Squint a little and you can see so many other conflicts that have played out in just this way, since the dawn of human history. Are we doomed to endlessly repeat the cycle of military build-up (keeping the weapons factories humming and the stock market soaring) followed by conflict and the violent imposition of new social structures—rinse and repeat?
Can there be another way?
In the case of Russia vs. Ukraine, it’s been heartening to see big crowds risking their lives to protest the action of their government (just as US citizens did in 1968 (Vietnam) and 2004 (Iraq). Unlike World War II, when there was a clear enemy who deserved to be vanquished, most recent conflicts are wars of choice, fought to preserve or enhance elite strategic interests.
We may not like Putin and his cronies, but they are just another example of the general paradigm of might makes right, which has been the US stance as well: here at home we tolerate the on-going impoverishment of people and social services in order to support the most powerful military in the world.
It’s the paradigm that needs our attention.
Those who are facing down the guns do not have the luxury of holding space for peace, unless they are willing to be martyrs.
It falls to those of us on the sidelines to do the hard work of changing the paradigm and fostering a culture of peace.
In 1848, Thoreau famously withheld taxes and went to jail to protest the US involvement in what he considered to be an unjust war.

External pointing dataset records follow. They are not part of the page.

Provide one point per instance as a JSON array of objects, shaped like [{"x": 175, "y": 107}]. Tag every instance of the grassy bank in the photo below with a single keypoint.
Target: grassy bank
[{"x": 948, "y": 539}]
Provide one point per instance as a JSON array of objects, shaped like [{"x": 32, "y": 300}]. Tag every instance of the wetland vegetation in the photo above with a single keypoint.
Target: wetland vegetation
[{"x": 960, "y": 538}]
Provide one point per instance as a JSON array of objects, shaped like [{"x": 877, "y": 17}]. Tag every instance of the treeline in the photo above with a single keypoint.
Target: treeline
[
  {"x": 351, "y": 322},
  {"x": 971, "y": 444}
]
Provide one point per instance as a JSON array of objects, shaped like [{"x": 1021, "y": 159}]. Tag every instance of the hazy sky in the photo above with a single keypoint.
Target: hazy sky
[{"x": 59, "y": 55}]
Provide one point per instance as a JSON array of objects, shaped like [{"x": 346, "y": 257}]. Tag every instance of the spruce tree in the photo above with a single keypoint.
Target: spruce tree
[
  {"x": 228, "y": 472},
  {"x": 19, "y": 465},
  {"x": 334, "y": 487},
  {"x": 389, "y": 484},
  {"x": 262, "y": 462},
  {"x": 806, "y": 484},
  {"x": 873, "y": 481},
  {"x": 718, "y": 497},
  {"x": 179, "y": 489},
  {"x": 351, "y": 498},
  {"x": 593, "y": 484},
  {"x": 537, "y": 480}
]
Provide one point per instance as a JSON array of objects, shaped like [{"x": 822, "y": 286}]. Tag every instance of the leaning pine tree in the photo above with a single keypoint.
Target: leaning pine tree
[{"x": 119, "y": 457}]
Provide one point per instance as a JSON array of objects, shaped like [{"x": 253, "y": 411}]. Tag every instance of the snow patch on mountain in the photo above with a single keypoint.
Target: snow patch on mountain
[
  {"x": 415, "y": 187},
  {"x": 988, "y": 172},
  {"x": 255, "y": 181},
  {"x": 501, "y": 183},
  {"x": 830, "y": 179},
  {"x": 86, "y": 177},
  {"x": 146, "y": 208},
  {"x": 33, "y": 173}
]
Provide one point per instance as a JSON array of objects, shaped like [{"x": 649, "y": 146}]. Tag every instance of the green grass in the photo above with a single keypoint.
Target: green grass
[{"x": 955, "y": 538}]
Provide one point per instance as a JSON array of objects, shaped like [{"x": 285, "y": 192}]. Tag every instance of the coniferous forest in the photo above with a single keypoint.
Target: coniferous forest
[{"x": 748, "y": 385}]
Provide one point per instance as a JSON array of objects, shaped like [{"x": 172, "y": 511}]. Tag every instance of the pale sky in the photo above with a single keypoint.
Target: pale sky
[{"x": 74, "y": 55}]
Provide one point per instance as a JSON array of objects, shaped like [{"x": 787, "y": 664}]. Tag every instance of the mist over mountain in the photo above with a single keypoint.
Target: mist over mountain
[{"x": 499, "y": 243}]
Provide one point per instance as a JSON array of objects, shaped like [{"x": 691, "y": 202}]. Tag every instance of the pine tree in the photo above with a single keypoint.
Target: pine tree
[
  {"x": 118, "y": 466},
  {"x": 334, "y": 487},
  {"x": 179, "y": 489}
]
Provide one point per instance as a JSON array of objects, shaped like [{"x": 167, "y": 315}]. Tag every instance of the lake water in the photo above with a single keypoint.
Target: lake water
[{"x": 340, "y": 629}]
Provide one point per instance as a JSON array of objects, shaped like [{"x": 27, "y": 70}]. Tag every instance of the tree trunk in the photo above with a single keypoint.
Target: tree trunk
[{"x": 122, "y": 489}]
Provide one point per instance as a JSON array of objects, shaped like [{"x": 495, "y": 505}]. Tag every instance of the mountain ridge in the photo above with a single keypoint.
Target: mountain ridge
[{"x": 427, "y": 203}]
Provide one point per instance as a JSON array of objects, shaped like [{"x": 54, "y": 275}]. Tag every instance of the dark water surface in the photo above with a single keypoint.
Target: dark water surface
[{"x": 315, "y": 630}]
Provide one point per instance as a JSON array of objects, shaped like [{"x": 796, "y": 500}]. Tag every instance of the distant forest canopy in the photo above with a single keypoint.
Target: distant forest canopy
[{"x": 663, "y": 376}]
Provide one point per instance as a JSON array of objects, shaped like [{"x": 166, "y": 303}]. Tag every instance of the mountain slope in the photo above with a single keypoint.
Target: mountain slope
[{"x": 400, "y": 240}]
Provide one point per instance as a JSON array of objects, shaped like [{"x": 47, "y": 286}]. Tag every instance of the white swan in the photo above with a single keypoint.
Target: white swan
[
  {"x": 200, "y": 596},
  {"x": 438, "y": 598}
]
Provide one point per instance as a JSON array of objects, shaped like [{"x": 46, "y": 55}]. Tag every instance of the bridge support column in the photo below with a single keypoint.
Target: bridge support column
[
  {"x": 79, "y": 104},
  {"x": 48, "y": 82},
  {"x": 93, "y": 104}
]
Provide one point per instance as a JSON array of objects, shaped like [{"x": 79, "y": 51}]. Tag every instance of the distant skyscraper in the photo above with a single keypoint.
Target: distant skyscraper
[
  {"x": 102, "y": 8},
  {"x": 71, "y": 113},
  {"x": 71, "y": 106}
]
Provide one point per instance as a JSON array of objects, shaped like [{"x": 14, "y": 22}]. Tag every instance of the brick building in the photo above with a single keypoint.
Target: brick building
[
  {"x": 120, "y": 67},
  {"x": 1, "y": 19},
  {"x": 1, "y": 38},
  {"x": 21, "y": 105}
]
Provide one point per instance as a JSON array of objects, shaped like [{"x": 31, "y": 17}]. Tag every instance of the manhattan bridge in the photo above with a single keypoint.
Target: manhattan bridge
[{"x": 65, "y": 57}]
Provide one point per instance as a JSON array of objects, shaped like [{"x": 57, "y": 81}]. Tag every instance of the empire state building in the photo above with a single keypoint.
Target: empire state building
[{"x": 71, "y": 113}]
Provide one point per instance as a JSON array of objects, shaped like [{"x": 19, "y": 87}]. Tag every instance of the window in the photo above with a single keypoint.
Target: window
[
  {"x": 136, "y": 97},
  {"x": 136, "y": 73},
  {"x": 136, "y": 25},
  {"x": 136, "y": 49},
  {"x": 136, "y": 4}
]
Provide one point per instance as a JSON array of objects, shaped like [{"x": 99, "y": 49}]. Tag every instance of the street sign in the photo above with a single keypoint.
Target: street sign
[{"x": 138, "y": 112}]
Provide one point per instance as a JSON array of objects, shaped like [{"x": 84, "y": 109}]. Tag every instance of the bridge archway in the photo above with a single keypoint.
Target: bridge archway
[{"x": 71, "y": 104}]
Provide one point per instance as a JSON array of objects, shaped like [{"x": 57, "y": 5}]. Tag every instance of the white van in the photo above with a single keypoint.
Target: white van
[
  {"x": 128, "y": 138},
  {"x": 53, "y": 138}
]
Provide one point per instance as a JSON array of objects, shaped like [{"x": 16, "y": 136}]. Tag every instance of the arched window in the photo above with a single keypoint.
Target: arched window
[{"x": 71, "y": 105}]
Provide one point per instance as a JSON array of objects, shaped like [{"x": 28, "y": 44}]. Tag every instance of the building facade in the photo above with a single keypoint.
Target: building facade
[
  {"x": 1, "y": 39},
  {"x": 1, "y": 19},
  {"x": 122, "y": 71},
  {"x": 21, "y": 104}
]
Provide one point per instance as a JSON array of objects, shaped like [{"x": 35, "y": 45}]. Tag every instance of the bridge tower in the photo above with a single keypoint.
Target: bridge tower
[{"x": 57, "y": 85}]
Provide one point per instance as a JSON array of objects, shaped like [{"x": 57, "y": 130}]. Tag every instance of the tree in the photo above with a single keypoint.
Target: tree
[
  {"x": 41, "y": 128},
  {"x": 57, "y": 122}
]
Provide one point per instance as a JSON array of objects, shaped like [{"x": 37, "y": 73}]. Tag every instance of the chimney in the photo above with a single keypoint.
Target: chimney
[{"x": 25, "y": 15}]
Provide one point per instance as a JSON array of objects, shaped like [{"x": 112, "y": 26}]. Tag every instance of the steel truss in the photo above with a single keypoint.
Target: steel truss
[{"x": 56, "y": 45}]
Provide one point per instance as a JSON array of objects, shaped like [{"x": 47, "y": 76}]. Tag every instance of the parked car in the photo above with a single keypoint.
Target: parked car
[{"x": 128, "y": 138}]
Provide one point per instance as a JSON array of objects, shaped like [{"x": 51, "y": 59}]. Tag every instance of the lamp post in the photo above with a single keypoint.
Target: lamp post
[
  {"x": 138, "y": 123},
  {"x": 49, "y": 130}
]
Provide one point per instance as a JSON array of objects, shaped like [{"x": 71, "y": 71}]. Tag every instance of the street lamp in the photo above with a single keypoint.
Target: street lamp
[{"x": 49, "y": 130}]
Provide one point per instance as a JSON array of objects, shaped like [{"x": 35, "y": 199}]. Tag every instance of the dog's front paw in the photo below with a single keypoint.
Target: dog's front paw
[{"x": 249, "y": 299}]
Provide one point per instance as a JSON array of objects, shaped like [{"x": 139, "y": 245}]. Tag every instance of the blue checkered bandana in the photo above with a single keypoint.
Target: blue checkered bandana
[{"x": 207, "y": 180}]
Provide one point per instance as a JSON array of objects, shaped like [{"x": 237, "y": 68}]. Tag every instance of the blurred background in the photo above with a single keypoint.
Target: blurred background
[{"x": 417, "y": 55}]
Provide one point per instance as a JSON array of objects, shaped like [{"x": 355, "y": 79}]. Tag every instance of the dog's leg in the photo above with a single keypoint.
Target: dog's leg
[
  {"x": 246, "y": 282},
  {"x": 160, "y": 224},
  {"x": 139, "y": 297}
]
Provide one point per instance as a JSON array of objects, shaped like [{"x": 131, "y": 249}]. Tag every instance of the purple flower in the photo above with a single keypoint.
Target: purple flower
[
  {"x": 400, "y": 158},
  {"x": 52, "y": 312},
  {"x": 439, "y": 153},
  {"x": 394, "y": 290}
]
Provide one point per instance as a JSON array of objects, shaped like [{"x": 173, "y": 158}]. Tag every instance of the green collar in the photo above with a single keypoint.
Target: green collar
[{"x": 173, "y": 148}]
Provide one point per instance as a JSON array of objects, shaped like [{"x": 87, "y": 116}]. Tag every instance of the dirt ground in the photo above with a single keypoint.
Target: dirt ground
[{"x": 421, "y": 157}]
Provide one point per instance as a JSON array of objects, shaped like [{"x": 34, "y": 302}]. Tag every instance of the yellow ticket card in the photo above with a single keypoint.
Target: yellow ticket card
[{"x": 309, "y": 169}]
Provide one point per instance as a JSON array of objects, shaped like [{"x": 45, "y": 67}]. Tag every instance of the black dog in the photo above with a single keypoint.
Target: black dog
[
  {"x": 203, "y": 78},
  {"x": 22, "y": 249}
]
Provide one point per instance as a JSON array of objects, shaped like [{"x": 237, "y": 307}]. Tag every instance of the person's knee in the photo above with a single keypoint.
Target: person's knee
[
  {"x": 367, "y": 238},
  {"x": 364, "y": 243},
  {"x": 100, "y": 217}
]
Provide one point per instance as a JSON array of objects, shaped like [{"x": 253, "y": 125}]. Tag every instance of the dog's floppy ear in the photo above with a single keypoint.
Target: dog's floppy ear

In his letter penned from prison, “On Civil Disobedience,” which inspired Rev. Martin Luther King Jr. decades later, Thoreau wrote:
“If the injustice is part of the necessary friction of the machine of government, let it go, let it go: perchance it will wear smooth — certainly the machine will wear out… but if it is of such a nature that it requires you to be the agent of injustice to another, then I say, break the law. Let your life be a counter-friction to stop the machine. What I have to do is to see, at any rate, that I do not lend myself to the wrong which I condemn.”
Listening to Thoreau in 2022, I have to ask: How can I lend my life to the cause of world peace, the creation of social structures that nourish all people and the more-than-human world? How can I put my gifts—for writing, teaching and encouraging others to give creative expression to their truths—in service to the cause of a brighter future for all of us on Earth?
Thoreau also wrote: “Most [people] live lives of quiet desperation and go to the grave with the song still in them.”
One act of liberation that any of us can do, with the basic creativity that is our birthright, is to sing our song! Sing it loud!
Let the beauty inside us shine through and counter the darkness of that heavy, old paradigm under which so many of our ancestors were forced to live and die.
We are each being called upon now to become sturdy planks on the bridge to the future, over which our descendants can cross to the better world that is possible.
Each of us is a vessel for the creative spark that dances with life on this planet. Open your hearts and let that Lifeforce pour through you!
Let your words and your images become instruments of peace. Reach out and harmonize with kindred spirits around you. Let your chorus ring out, sending ripples of peaceful intentions across the world.
Darkness can only be defeated with light. Every whisper, every murmured prayer, every unspoken positive intention, is an important contribution.
As Rumi said, “Be your note.”
Be it now, for the ancestors who are cheering us on, and for the future beings who, we hope, will be blessing our memory in a better time.